Yaşamak mı? Öylesine. Nefes almak, zoraki. Mutsuz, dertli, gam yükü. Halini-hatırını sorana, dakikalar içinde yüzlerce derdini sayıvermek hususunda mahir birsanatkâr. Hayat gailesini bahane savurup. Himmeti başkasından istemek ise üstümüze vazife olanlar içinde yegâne silah. Zaten her şeyi ziyadesiyle yapmışızdır(?) Vicdan denilen fıtrat-ı zişuur susturulunca, insan rabbini aramaz olur. Gafil gafil dolanıp durur. Çalışma, çaba, gayret vaktinde geride kalır, isteksiz olur; mükâfat/ücret vaktinde her daim önlerde olmak ister. Ne olursa olsun bahsi geçen. Cenneti ister, ama tembelliği bir türlü yakasını bırakmaz. Cehennemden söz açılınca rahmete sığınır, tezadı günahta berdevamdır ne yazık ki. Yaptığımız işin, bulunduğumuz konumun, sahip olduğumuz-taşıdığımız vasıfların gayyasında biz “biz” değiliz sanki. Zora gelince kaçan, az bir ihtimamı kıskanan. İnkişaf edebilecek her ihtimali, inkıraza uğratmak hiçbir şey yapmamanın bedeli. Bu bedeli kimlerin ödeyeceği ise sadece(?) kelebek etkisi.
Bir bardak demli çayımı elime alıp köşeme çekildiğimde… Yahut da okuduğum sayfalar arasına gömülüp kaybolduğumda… Camdan dışarısını izlerken. Ufacık bir kuşun kanadında… Başımı yastığa koyduğumda en köhne tabirle… Hülasa muhasebeyi tahattur ettiğimizde. Yarın dediğimiz, öte dediğimiz, her yokluğa anlamlar yükleyip yüreğimize yükler yüklediğimiz… Kendimize dertler edindiğimiz… Şairane hoş sözler edip, tatlı iltifatlar etmek! Gizli elemlerin kâşifi olmak kâfi mi bu emele? Kaçmaktan yoruldum.
Gafletle saklanıp, kör bir çabayla saklanmaya uğraşmak. Mutluluğu sırf dünyada el yordamıyla bulmak yeter mi? Ahiretten nasipsiz olmak nedir peki? Kaderin hükmüne boyun eğmesiyle her canlının tadacağı o kat’i gerçek! O an dil susar, el işlemez. Dünyayla bağlı tüm emeller birden çözülüp kaybolur. İnsan ebedi âlemin çağrışımlarına tekrardan şahit olur.“Gelmesi muhakkak olan her şey yakındır” düsturuyla, başkasının aynasında kendisini bulur.
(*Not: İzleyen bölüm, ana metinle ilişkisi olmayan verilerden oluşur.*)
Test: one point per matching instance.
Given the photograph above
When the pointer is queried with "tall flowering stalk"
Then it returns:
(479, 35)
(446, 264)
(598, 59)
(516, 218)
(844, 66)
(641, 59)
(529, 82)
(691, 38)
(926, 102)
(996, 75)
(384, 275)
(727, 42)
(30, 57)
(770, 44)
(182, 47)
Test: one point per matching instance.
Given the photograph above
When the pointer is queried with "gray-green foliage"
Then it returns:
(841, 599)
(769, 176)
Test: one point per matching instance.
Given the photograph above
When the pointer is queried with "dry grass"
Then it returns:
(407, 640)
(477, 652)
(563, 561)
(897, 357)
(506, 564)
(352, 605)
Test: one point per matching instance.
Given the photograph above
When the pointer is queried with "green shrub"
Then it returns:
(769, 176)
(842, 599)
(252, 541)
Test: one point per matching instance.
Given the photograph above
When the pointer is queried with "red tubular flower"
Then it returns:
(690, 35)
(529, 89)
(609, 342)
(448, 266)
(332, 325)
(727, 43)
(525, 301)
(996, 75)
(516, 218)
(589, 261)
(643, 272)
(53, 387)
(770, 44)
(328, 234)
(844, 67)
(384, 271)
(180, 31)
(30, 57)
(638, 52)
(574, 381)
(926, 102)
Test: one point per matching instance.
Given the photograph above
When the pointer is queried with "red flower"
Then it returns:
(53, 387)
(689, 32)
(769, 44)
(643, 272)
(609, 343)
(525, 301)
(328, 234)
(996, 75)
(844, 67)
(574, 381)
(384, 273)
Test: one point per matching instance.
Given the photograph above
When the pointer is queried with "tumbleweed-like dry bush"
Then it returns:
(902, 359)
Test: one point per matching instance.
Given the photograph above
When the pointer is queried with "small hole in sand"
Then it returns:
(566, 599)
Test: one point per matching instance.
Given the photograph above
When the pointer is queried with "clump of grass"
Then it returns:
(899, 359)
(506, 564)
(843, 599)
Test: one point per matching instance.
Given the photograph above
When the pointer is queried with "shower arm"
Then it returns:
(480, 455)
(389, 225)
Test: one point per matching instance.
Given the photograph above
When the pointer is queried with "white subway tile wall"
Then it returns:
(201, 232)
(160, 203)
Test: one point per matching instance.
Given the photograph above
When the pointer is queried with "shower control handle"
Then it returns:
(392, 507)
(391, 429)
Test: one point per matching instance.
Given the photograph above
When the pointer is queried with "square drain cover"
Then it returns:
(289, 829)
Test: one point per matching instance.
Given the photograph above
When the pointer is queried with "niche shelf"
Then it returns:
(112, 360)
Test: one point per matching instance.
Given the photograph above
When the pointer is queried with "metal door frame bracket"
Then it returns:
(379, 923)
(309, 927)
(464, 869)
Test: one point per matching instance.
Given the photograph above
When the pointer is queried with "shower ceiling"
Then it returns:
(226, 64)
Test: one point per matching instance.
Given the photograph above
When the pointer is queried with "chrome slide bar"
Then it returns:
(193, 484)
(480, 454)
Zaman durur, an durur, sonsuz sandığımız o mevhum ipin ucu avuçlarımıza dokunur. Fani hayat hitam bulur…
Ya bu ihtimaller yumağı? Hem kendisini, hem de bütün sevdiklerini asıp mahvedecek, cümlesini kucağına çekecek olan darağacı? Her anını korkuyla geçirmek, bunun adı mı yaşamak?Asıl endişe duyulacak olansa müflis ve eli boş olarak bu handan ayrılmak resmi. Göğe yükselen karelerin kimi mütebessim, kimi ise kasvetli…
“Ölümden ürküp, kabirden korkup, başını çevirme; merdâne kabre bak, dinle ne talep eder. Erkekçesine ölümün yüzüne gül; bak, ne ister.””
Dipnot:
- Bediüzzaman Said Nursi, Sözler, Yeni Asya Neşriyat, İstanbul, 239.